Anticipating a deterioration in drinking water availability, the Chief Minister emphasized the need for swift NDRF assistance.
It is anticipated that the drinking water situation is likely to deteriorate in the coming months, primarily due to the fact that major reservoirs in the States are currently at only 53 per cent of their total capacity following the primary rainfall season. This decline in storage levels in our hydel reservoirs has adversely impacted our hydel power generation, which accounts for 20 per cent of the state’s energy requirement, it read.
Despite proactive state measures, including the release of Rs 324 crore from the State Disaster Response Fund, the Chief Minister stressed the crucial role of NDRF funds in providing timely relief.
“The State Government has taken proactive and collaborative measures to mitigate the drought’s impact. In October, Rs 324 crore from SDRF has been released to 31 districts to take up immediate drought relief measures. Weekly monitoring of seasonal conditions began with the onset of SWM with the Weather Watch Committee conducting regular meetings to review conditions. The Cabinet Sub-Committee on Natural Disaster convened six times to review the drought situation, implement necessary policies for mitigation. Personally, I have been actively engaged in reviewing the seasonal conditions, ensuring a hands-on approach to the situation. The State Government’s welfare schemes, especially those targeted towards women, have played a significant role in alleviating the impact of the drought to a certain extent, however with the NDRF assistance we hope to do more,” it further added.

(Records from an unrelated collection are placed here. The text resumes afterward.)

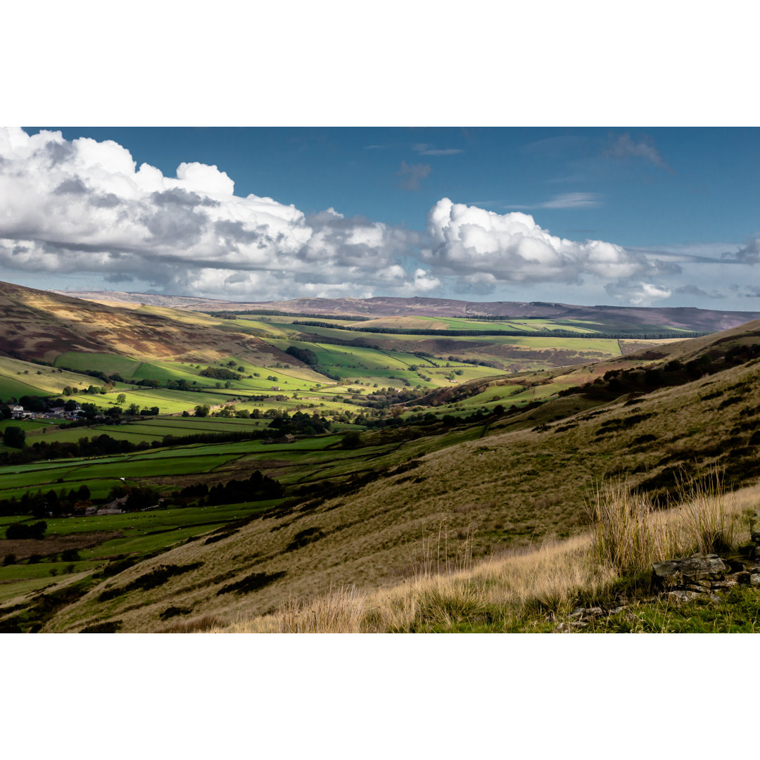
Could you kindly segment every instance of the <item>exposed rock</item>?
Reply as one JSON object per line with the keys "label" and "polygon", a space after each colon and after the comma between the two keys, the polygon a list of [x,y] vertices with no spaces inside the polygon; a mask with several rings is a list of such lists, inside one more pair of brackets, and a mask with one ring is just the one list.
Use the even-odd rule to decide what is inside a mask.
{"label": "exposed rock", "polygon": [[699,591],[689,591],[679,590],[677,591],[667,591],[665,597],[674,602],[690,602],[692,599],[701,599],[703,596]]}
{"label": "exposed rock", "polygon": [[692,554],[657,562],[652,565],[652,580],[676,601],[687,601],[699,594],[717,600],[720,597],[716,592],[730,591],[736,586],[760,586],[760,565],[750,559],[758,553],[757,547],[749,545],[724,558],[717,554]]}
{"label": "exposed rock", "polygon": [[665,591],[682,589],[689,584],[701,585],[699,581],[722,581],[730,569],[717,554],[692,554],[652,565],[653,580]]}

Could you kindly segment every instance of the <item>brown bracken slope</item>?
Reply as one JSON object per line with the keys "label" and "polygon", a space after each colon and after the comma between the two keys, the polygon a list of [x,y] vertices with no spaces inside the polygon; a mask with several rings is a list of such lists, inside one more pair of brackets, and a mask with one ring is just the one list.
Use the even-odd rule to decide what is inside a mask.
{"label": "brown bracken slope", "polygon": [[235,356],[268,366],[292,356],[234,330],[188,325],[0,282],[0,355],[52,362],[67,351],[141,359],[205,361]]}

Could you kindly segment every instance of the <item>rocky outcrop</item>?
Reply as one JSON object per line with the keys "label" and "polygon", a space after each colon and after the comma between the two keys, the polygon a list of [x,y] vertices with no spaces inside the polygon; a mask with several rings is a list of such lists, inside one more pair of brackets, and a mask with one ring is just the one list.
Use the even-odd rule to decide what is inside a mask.
{"label": "rocky outcrop", "polygon": [[[717,600],[721,592],[737,586],[760,591],[760,512],[750,520],[752,543],[723,557],[717,554],[692,554],[652,565],[652,587],[658,596],[674,602],[694,599]],[[654,601],[657,597],[640,601]],[[618,598],[604,606],[576,607],[554,629],[555,633],[571,633],[592,625],[594,622],[619,613],[636,618],[628,609],[626,600]],[[638,618],[636,618],[638,620]]]}

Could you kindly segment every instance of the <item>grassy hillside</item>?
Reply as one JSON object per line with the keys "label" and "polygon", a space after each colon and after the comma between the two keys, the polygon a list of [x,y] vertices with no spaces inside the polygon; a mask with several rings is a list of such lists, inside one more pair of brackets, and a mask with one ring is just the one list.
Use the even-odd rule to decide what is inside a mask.
{"label": "grassy hillside", "polygon": [[[720,342],[725,337],[713,346],[727,345]],[[582,532],[588,498],[604,479],[624,477],[630,487],[662,500],[680,473],[698,477],[717,465],[727,487],[740,487],[760,477],[760,442],[752,437],[758,372],[751,359],[528,427],[533,410],[437,451],[428,448],[435,437],[417,439],[422,456],[410,458],[413,449],[405,448],[406,462],[385,477],[324,501],[275,508],[222,540],[191,541],[145,560],[109,581],[128,587],[123,594],[99,601],[106,587],[101,584],[49,629],[118,619],[123,630],[158,630],[172,605],[185,616],[231,622],[346,584],[369,593],[428,561],[431,546],[439,566],[465,553],[477,561]],[[150,591],[129,585],[160,565],[190,569]]]}
{"label": "grassy hillside", "polygon": [[[599,334],[587,315],[564,326],[515,318],[506,331],[526,334],[487,336],[466,334],[477,331],[470,318],[374,321],[465,333],[438,337],[340,329],[368,320],[109,308],[14,286],[0,298],[10,316],[0,397],[64,394],[115,413],[78,427],[16,423],[27,448],[0,448],[0,501],[73,505],[84,489],[102,503],[125,488],[169,504],[53,512],[44,538],[0,537],[11,557],[0,568],[0,629],[160,630],[173,618],[261,616],[347,584],[371,595],[429,569],[433,546],[436,568],[450,568],[575,540],[595,484],[610,479],[664,507],[679,479],[714,467],[730,489],[760,477],[758,322],[632,345],[549,332]],[[120,415],[122,394],[121,407],[145,413]],[[222,416],[195,416],[198,404]],[[288,424],[285,413],[328,423],[327,432],[264,442],[278,435],[275,418]],[[217,437],[176,438],[201,434]],[[277,481],[277,499],[239,492],[212,503],[192,491],[256,471]],[[181,497],[187,489],[195,496]],[[0,531],[40,519],[11,507]],[[435,625],[413,616],[399,629]]]}

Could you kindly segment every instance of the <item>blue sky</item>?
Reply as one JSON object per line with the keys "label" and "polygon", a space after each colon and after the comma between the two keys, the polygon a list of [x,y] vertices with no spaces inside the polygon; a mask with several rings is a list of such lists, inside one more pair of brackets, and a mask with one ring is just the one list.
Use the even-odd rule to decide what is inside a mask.
{"label": "blue sky", "polygon": [[756,128],[14,135],[0,277],[23,284],[760,309]]}

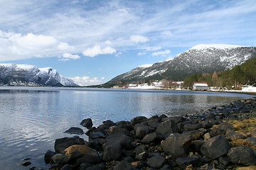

The Chief Minister concluded by urging the National Executive Committee’s Sub-Committee to expedite recommendations for the early release of NDRF funds, ensuring prompt disbursement to distressed farmers.
He further stated, “I request you to ensure that the Sub-Committee of National Executive Committee submits its recommendations at the earliest. I shall be thankful if you could expedite the process and enable early release of funds from NDRF which would then facilitate timely disbursement of input subsidy and gratuitous relief to the distressed farmers.”